A lei do aborto legal, seguro e gratuito na Argentina está sob ameaça no governo de extrema direita de Javier Milei. Além de tentativas de cancelar a lei no Legislativo, o governo a sabota e tenta desmontá-la ao não repor estoques de medicamentos e outros insumos necessários para garantir o acesso a quem precisa, segundo profissionais e ativistas argentinas que trabalham com o tema ouvidas pelo Brasil de Fato.

"O mais grave é a falta de insumos", diz Silvina Ramos, socióloga e pesquisadora titular do Projeto Mirar, um observatório do Centro de Estudos de Estado e Sociedade (Cedes) da Argentina, que visa monitorar a implementação da Lei do Aborto Legal. "E se não temos insumos, não temos política [pública]. Sem insumos para o aborto, não temos como fazer os abortos."

A Lei pela Interrupção Voluntária da Gravidez (lei IVE/ILE), aprovada há quase quatro anos pelo Senado argentino, entrou em vigor efetivamente em janeiro de 2021 e dá um significado concreto para o Dia da Luta pela Descriminalização do Aborto na América Latina e Caribe, celebrado neste sábado (28).

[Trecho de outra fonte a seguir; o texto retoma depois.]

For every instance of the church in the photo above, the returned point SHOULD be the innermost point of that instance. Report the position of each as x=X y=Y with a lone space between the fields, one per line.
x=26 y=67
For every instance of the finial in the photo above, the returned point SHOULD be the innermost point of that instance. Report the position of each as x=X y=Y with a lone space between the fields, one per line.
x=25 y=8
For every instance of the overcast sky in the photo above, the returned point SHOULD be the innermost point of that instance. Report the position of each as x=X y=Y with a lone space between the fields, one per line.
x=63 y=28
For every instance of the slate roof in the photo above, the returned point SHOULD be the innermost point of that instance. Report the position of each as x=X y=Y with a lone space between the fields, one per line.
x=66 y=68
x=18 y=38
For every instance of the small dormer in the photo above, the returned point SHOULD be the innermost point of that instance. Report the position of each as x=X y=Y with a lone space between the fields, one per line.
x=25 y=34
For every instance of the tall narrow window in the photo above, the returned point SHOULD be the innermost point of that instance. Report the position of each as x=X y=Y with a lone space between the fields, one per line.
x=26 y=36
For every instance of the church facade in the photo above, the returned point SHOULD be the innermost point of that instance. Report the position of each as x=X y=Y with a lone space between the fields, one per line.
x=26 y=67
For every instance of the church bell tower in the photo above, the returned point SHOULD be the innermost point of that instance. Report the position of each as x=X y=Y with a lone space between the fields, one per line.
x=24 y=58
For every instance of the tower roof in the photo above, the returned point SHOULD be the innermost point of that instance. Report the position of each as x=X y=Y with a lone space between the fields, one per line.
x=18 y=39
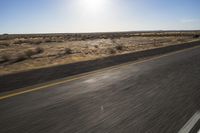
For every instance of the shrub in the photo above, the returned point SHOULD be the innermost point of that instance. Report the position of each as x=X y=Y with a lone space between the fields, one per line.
x=68 y=51
x=36 y=42
x=32 y=52
x=119 y=47
x=195 y=36
x=21 y=57
x=29 y=53
x=4 y=44
x=4 y=58
x=111 y=51
x=96 y=46
x=39 y=50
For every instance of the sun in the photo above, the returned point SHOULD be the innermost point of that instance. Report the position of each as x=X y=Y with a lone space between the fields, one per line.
x=93 y=5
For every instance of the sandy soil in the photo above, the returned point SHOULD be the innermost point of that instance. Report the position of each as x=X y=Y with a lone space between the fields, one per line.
x=26 y=56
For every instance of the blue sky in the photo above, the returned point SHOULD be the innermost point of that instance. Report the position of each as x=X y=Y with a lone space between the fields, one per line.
x=49 y=16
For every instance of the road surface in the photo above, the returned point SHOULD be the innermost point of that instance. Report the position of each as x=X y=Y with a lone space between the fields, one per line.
x=157 y=95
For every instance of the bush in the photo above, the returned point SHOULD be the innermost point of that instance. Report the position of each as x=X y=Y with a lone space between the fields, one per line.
x=68 y=51
x=4 y=58
x=32 y=52
x=36 y=42
x=4 y=44
x=21 y=57
x=111 y=51
x=119 y=47
x=39 y=50
x=21 y=41
x=196 y=36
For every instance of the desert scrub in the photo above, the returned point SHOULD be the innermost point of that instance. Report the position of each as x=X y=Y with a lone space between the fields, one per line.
x=21 y=41
x=68 y=51
x=119 y=47
x=4 y=58
x=111 y=51
x=4 y=44
x=35 y=51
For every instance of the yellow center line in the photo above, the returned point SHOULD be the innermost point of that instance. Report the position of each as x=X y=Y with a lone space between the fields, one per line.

O projeto, apresentado no governo do ex-presidente peronista Alberto Fernández, foi uma conquista de anos de luta popular. "Quando falamos de saúde integral, estamos falando de uma mudança promovida ao redor dos debates sobre a lei do aborto e do asseguramento de aspectos psicológicos, econômicos e sociais que envolvem a saúde completa", afirma Carlota Ramirez, diretora provincial de Equidade de Gênero na Saúde na província de Buenos Aires.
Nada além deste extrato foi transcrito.